Nasal irritation is perceived when the trigeminal nerve chemoreceptors are stimulated at high concentrations of volatile organic compounds. This irritation is perceived as nasal itching, burning, and pain [13]. Allodynia is the perception of pain by a stimulus that usually does not cause pain such as cold temperatures or light touch [14]. Allodynia and hyperalgesia are known to result following nerve injury and are part of the neuropathic pain syndromes [14]. The mechanism behind neuropathic pain occurrence and maintenance is complicated but mainly involves the combination of peripheral and central sensitization. Peripheral nerve damage leads to inflammatory mediators that alter the properties of primary afferent neurons [15]. Peripheral sensitization reduces the threshold for neuronal firing via local changes in sodium, calcium, and potassium channels [16]. This leads to excitability, stimulus-independent activity, and spontaneous firing. The peripheral injury also causes central sensitization via influencing the plasticity of sensory processing in the spinal cord and higher centres. Lowering of activation thresholds, increase in receptor field size, and alteration of firing temporal dynamics can lead to a subthreshold input in the injured nerve to create a novel output [15, 16]. After injury, nerve fibres can undergo phenotypic change that maintains and triggers central sensitization [16]. This central plasticity can lead to neuropathic pain presence even after the local inflammation has resolved. In this case, we postulate that trauma to the distal nerve endings of the maxillary division of the trigeminal nerve during the septoplasty led to delayed-onset posttraumatic allodynia. As in this case, studies have shown that blocking the peripheral input with local anaesthesia can make the central processes revert to normal and eliminate symptoms during the effect of the anaesthesia [17]. The delay in the onset of allodynia is postulated to be due to the time taken for nerve sprouting and central sensitization to develop as well as the use of topical corticosteroid agents controlling the inflammation at a local level.

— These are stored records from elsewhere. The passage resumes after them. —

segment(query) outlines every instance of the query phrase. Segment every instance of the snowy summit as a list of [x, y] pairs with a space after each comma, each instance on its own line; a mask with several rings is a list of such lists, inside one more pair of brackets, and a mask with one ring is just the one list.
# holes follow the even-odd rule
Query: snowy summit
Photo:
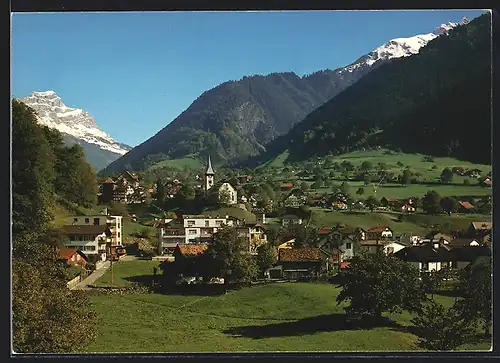
[[87, 112], [66, 106], [54, 91], [33, 92], [21, 101], [37, 112], [38, 122], [42, 125], [115, 154], [123, 155], [130, 150], [100, 130]]

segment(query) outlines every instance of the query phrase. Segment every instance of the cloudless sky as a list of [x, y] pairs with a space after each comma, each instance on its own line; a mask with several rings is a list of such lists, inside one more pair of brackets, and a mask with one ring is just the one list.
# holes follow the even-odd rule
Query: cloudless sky
[[343, 67], [392, 38], [483, 12], [18, 13], [12, 95], [53, 90], [136, 146], [222, 82]]

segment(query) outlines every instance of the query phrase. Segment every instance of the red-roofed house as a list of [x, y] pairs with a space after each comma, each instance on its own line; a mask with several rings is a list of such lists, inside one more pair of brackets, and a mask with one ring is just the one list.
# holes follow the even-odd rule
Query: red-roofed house
[[472, 213], [474, 211], [474, 206], [469, 202], [458, 202], [459, 212], [460, 213]]
[[377, 240], [381, 238], [392, 238], [394, 233], [387, 226], [379, 226], [366, 231], [367, 240]]
[[290, 190], [293, 188], [293, 184], [292, 183], [282, 183], [280, 185], [280, 188], [281, 188], [281, 190]]
[[61, 248], [59, 249], [59, 261], [65, 261], [68, 265], [87, 264], [87, 256], [76, 248]]

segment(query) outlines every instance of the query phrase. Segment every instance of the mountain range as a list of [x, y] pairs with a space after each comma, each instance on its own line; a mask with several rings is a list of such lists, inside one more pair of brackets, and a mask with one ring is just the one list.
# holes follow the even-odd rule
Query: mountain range
[[66, 106], [54, 91], [32, 92], [21, 101], [36, 111], [40, 124], [60, 131], [67, 145], [82, 146], [88, 162], [96, 170], [131, 149], [102, 131], [86, 111]]
[[[461, 24], [467, 23], [463, 19]], [[393, 59], [417, 54], [428, 42], [456, 27], [439, 26], [429, 34], [396, 38], [335, 70], [306, 76], [293, 72], [245, 76], [204, 92], [156, 135], [112, 162], [105, 173], [144, 170], [186, 156], [215, 163], [237, 163], [265, 153], [271, 141], [286, 134], [315, 109]]]
[[491, 164], [491, 16], [395, 59], [311, 112], [250, 158], [256, 166], [377, 146]]

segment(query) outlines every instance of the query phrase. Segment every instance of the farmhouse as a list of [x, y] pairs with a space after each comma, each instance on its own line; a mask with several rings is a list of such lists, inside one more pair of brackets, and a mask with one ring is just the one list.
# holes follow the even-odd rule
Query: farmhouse
[[246, 223], [237, 227], [238, 234], [248, 241], [249, 252], [257, 254], [257, 249], [267, 243], [267, 236], [264, 227], [260, 223]]
[[439, 242], [411, 246], [394, 253], [394, 256], [411, 262], [420, 271], [439, 271], [445, 267], [462, 269], [479, 257], [491, 256], [488, 247], [454, 247], [450, 248]]
[[78, 249], [89, 257], [95, 255], [98, 260], [106, 261], [106, 243], [111, 238], [106, 225], [65, 225], [61, 229], [68, 237], [66, 248]]
[[303, 223], [302, 218], [297, 217], [297, 216], [292, 215], [292, 214], [288, 214], [288, 215], [281, 217], [281, 225], [283, 227], [285, 227], [289, 224], [302, 224], [302, 223]]
[[165, 219], [155, 223], [156, 239], [160, 254], [173, 254], [176, 246], [186, 242], [184, 224], [175, 220]]
[[371, 228], [366, 231], [366, 239], [367, 240], [378, 240], [381, 238], [392, 238], [393, 232], [387, 226], [379, 226], [375, 228]]
[[60, 248], [58, 260], [68, 265], [85, 266], [87, 264], [87, 256], [76, 248]]
[[281, 191], [291, 190], [292, 188], [293, 188], [293, 184], [292, 183], [282, 183], [282, 184], [280, 184]]
[[483, 236], [484, 234], [488, 233], [492, 229], [492, 223], [491, 222], [472, 222], [469, 225], [468, 234], [469, 236]]
[[473, 213], [474, 212], [474, 206], [470, 204], [469, 202], [458, 202], [458, 211], [460, 213]]
[[207, 244], [179, 244], [174, 249], [174, 262], [186, 276], [196, 276], [197, 262], [207, 250]]
[[111, 201], [120, 203], [131, 203], [143, 201], [145, 193], [139, 186], [139, 177], [135, 173], [124, 171], [115, 180], [106, 178], [100, 185], [101, 203]]
[[236, 204], [238, 203], [238, 193], [236, 189], [229, 183], [222, 183], [219, 187], [219, 199], [226, 200], [227, 204]]
[[403, 204], [403, 206], [401, 207], [401, 212], [413, 213], [415, 212], [415, 207], [409, 203]]
[[336, 264], [354, 257], [354, 240], [339, 231], [333, 231], [321, 238], [319, 246], [322, 251], [336, 257], [333, 261]]
[[183, 215], [183, 227], [185, 229], [185, 243], [200, 243], [212, 240], [217, 228], [228, 223], [228, 216], [212, 217], [205, 215]]
[[300, 207], [305, 204], [306, 199], [306, 195], [302, 190], [294, 189], [285, 197], [283, 202], [286, 207]]
[[278, 265], [273, 270], [281, 270], [281, 277], [297, 279], [319, 273], [321, 264], [318, 248], [284, 248], [279, 249]]

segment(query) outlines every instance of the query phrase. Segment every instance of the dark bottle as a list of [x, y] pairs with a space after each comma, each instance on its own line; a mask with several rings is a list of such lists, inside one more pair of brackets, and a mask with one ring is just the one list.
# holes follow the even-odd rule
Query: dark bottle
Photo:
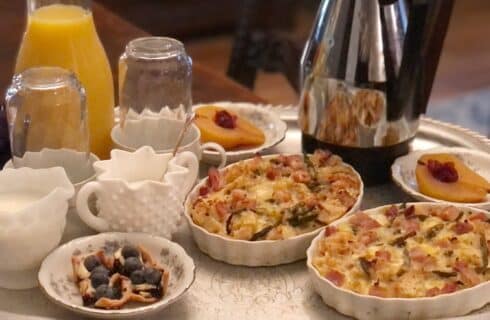
[[4, 105], [0, 105], [0, 168], [10, 158], [10, 142]]
[[305, 152], [328, 148], [364, 182], [390, 177], [425, 112], [452, 0], [323, 0], [301, 60]]

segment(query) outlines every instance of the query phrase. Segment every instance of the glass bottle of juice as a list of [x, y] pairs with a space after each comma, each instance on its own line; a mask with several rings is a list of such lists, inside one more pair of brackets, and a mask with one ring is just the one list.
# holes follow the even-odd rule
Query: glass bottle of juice
[[[108, 158], [114, 85], [88, 0], [27, 0], [27, 27], [15, 72], [58, 66], [75, 73], [87, 94], [90, 150]], [[75, 112], [75, 111], [74, 111]]]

Trigeminal nerve injury is managed by surgery, local anaesthesia, and CBT [18]. In this case, the simple application of cophenylcaine spray prior to exposures that would lead to allodynia managed to successfully resolve the patient’s symptoms. Thus, more invasive surgical options such as trigeminal ganglion ablation, stereotactic radiosurgery, or rhizotomy were not required.


OD:Once a day
BD:Twice a day
TDS:Three times a day
ENT:Ear, nose, and throat
CT:Computerised tomography
PRISMA:Preferred Reporting Items for Systematic Reviews and Meta-Analyses.

Data Availability

No further data were used to support this study.

Conflicts of Interest

The authors declare no conflicts of interest.